While there are just a handful of these maned lionesses in Mombo, they’re a regular sight for the locals, and researchers suspect that this population carries a genetic disposition towards the highly unusual trait.
According to Christine Dell’Amore at National Geographic, it’s thought that these ‘masculine’ females are born from embryos whose development has been compromised either at the point of conception, or while they’re forming in the womb.
“If the former case, the genetic contribution of the sperm - which determines the sex of the foetus in most mammals - was probably aberrant, giving rise to a female with some male characteristics,” Luke Hunter, president of the big-cat conservation group Panthera, told Dell’Amore. “Alternatively and perhaps more likely, the problem may have occurred during gestation if the foetus was exposed to increased levels of androgens— male hormones, such as testosterone.”
The ‘masculinisation’ of a female offspring due to high levels of androgens in the mother during pregnancy is occasionally seen in humans, but it’s far more rare in wild animals. Unfortunately the disorder often leaves the female lions infertile, but it doesn’t seem to have affected their chances of survival, particularly if they already belong to a pride. In fact, while they are treated as females within their own prides, outside their family group they are thought of as males, which appears to make it easier for them to fend off hyenas and rival males.
“It would be interesting to know if she behaved like a male,” said Hunter to Dell’Amore at National Geographic of the maned female in the image above. “Two similarly aberrant Serengeti lionesses were outwardly female - they did not have manes, but were almost male-sized, and they challenged and fought unfamiliar males for territories as though they were males!”
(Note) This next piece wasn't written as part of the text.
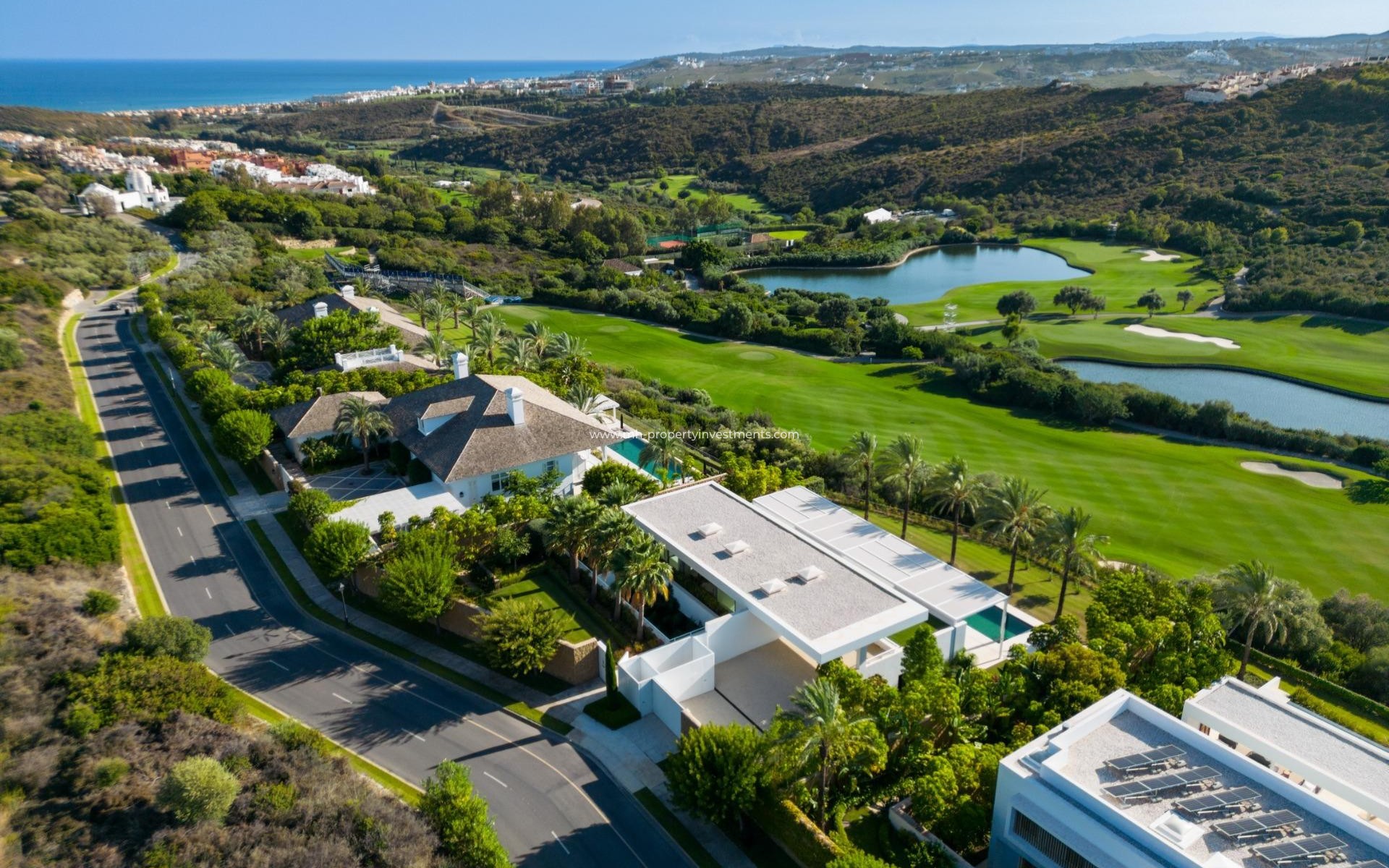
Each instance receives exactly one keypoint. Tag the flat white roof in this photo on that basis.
(841, 610)
(949, 593)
This phenomenon can also occur in captivity - in 2011, a 13-year-old lioness named Emma at the National Zoological Gardens of South Africa began growing a stunning, honey-coloured mane. Concerned that her levels of testosterone were too high, the keepers removed her ovaries and took skin biopsy samples to figure out the cause.
While her biopsy showed that she had normal female XX chromosomes, her ovaries revealed something very different. "Surprisingly, the ‘ovaries' that were removed only contained cells normally seen in the testicles of males. This was obviously where the testosterone was being produced,” said the zoo’s clinical veterinarian, Adrian Tordiffe, in a press release. "After her ovaries were removed, Emma gradually lost her mane hair and returned to her normal female good looks."